Each Persona and enemy, referred to as Shadows, have strengths and weaknesses that can be take advantage of. Whenever a party member or enemy is hit with a skill they are weak against or critically hit they are knocked down and the one that made the attack gets a second attack. When players knock down all enemies an All Out Attack can be initiated that has the whole party charge in for an attack that deals large amounts of damage to all enemies. These are vital tactics when taking on enemies that will have players forming parties with different members and switching between varying Personas.

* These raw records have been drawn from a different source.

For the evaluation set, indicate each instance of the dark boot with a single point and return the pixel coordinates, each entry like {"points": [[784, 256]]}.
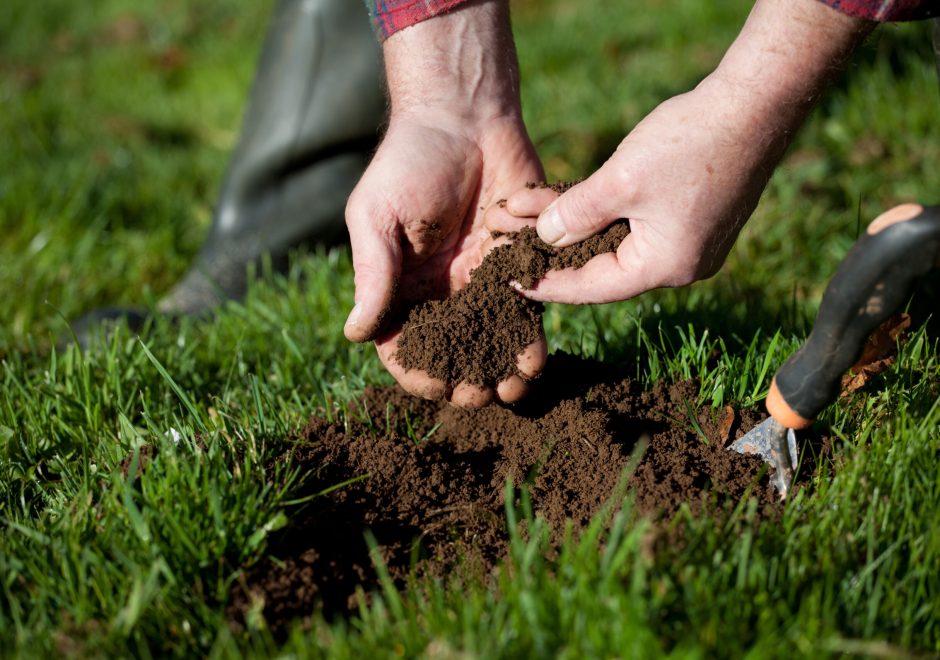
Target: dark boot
{"points": [[309, 130]]}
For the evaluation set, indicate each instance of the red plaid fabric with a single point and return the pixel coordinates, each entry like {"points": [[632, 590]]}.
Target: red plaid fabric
{"points": [[390, 16], [887, 10]]}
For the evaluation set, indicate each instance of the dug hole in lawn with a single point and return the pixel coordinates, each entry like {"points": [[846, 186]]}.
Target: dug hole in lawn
{"points": [[428, 479]]}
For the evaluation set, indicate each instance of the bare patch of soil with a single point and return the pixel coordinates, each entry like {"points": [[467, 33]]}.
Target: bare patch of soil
{"points": [[435, 477]]}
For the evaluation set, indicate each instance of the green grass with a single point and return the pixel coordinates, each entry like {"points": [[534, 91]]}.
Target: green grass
{"points": [[117, 120]]}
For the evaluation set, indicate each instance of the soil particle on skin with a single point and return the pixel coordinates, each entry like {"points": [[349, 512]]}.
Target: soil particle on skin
{"points": [[427, 480], [476, 334]]}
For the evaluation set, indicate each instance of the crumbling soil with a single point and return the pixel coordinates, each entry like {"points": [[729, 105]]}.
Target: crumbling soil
{"points": [[432, 480], [476, 334]]}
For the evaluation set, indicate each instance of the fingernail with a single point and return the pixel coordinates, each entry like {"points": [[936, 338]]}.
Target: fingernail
{"points": [[354, 314], [551, 228]]}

Persona 4 Golden brings several new features that add to game's RPG side. Players can now acquire Skill Cards that can be brought to Marie to create new Skill Cards that can be purchased and used to add abilities to Personas. Players are also able to change the outfits that party members wear inside of dungeons to allow for each character to have a different look from their standard school uniforms. When fusing Personas, abilities can now be chosen instead of being at the whim of game deciding what abilities may be passed on randomly.
Persona 4 Golden plays just as well if not better than its PlayStation 2 counterpart but how does the game look visually in comparison? The user interface has been completely revamped and it does the game justice because the interface takes advantage of the Vita's screen. Character profiles and text looks great on the screen with a sharp clarity to them. The models appear to be the same as those in Persona 4 but the textures appear much to be much clearer on the Vita's screen.
Does the game sound as good as it looks, though? The answer to that is yes. Atlus has taken the time here to add more spoken dialog to the game and it pays off. Moments where there is no spoken dialog do stand out more though but this is a minor complaint. Atlus added new tracks and changed the battle music to vary based on if the player gets first attack or not. The music and voice work in Persona 4 Golden is solid and the new tracks fit.
Persona 4 is a game that was missed by most because it was released around the end of the PlayStation 2's lifecycle but Persona 4 Golden is a must have title for the Vita in this early part of its lifecycle. Persona 4 Golden features a great story that keeps players invested and working to figure out who is behind the Inaba murders. The game has tons of content to keep new and old players of the game occupied with new Personas, cut scenes, and features. Being a turn based RPG may be tedious at times or a turn off to some gamers but this is a minor complaint about a game that does so much right. Anyone looking for that must have game or system seller should consider Persona 4 Golden a serious contender.